Reproduction Validation Skill

Methodology for validating codebase reproduction and ensuring experimental integrity.

Methodology for validating codebase reproduction and ensuring experimental integrity.

Overview

Ensures that:

  1. Baseline reproduction metrics match paper-reported values
  2. Code modifications are verified before full training
  3. Experimental results are genuine (not fabricated)
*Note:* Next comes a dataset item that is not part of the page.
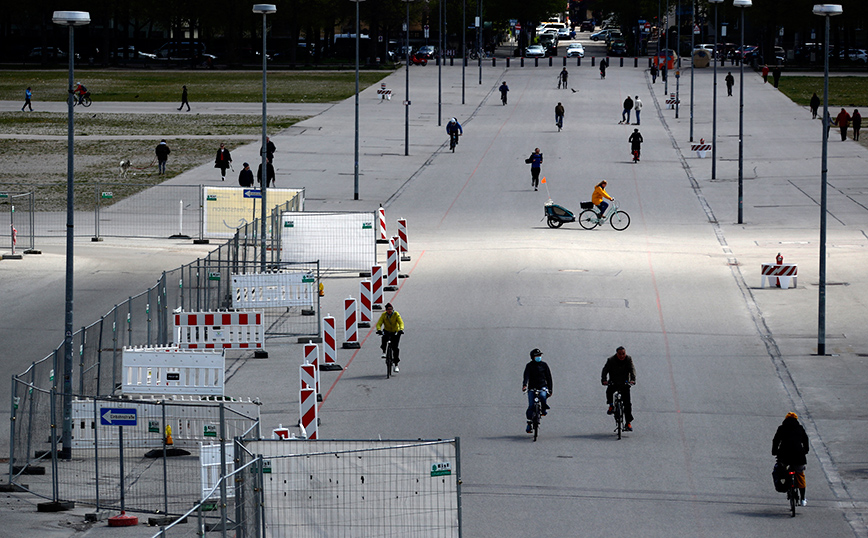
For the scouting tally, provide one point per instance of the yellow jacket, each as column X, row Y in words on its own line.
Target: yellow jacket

Reproduction Quality Tiers

Deviation from PaperTierAction
<5%ExcellentProceed to experiments
5-15%AcceptableNote deviation, likely GPU/seed variation
>15%InvestigateCheck config, data, environment

Common Reproduction Failure Modes

Based on Raff (2019) study of 255 papers:

Environment Issues

  • CUDA version mismatch: Paper uses CUDA 11.x, repo requires 12.x
    • Fix: install matching PyTorch build for your CUDA version
  • Undocumented preprocessing: Data needs preprocessing not mentioned in README
    • Fix: check data/ directory for scripts, read Issues for hints
  • Missing dependencies: requirements.txt is incomplete
    • Fix: run code, install missing packages iteratively
  • Hardcoded paths: /home/author/data/ in source code
    • Fix: Grep for hardcoded paths, replace with config values

Training Issues

  • Unreported hyperparameters: Paper doesn't mention weight decay, warmup steps, etc.
    • Fix: check codebase config files/defaults, reference similar papers
  • Unreported data augmentation: Significant augmentation not mentioned in paper
    • Fix: read data loading code carefully
  • Random seed sensitivity: Results vary ±2-3% across seeds
    • Fix: run 3× with different seeds, report mean ± std
  • Pretrained weight version: Different checkpoint version gives different baseline
    • Fix: verify exact checkpoint URL/hash from repo

Data Issues

  • Dataset version drift: Dataset updated since paper was published
    • Fix: check for version tags, download specific version
  • Train/val split mismatch: Different split ratios or random seeds
    • Fix: use exact split files from repo (often in data/splits/)
  • Preprocessing pipeline: Normalization, resizing, cropping differences
    • Fix: compare preprocessing code vs paper description

Three-Layer Defense System

Layer 1: Micro-Experiment Verification

After every code modification, before any training:

✓ Forward pass: output shape correct, no NaN/Inf
✓ Gradient flow: all new parameters have non-zero gradients
✓ Micro-training: 100 steps, loss decreases
✓ Before/after: same batch produces different outputs

Cost: <5 minutes. Catches: ~90% of code-level errors.

Layer 2: Reproduction Comparison

After baseline training completes:

✓ Compare metric values vs paper Table X
✓ Check evaluation protocol matches (same split, same metric)
✓ Record deviation and assess tier (excellent/acceptable/investigate)

Layer 3: Anti-Fabrication (Mechanical Enforcement)

✓ results.json is ONLY written by training scripts (hook-protected)
✓ sanity-check.json is ONLY written by validation scripts (hook-protected)
✓ LLM can Read these files but NOT Write/Edit them
✓ If results.json doesn't exist → report "experiment incomplete"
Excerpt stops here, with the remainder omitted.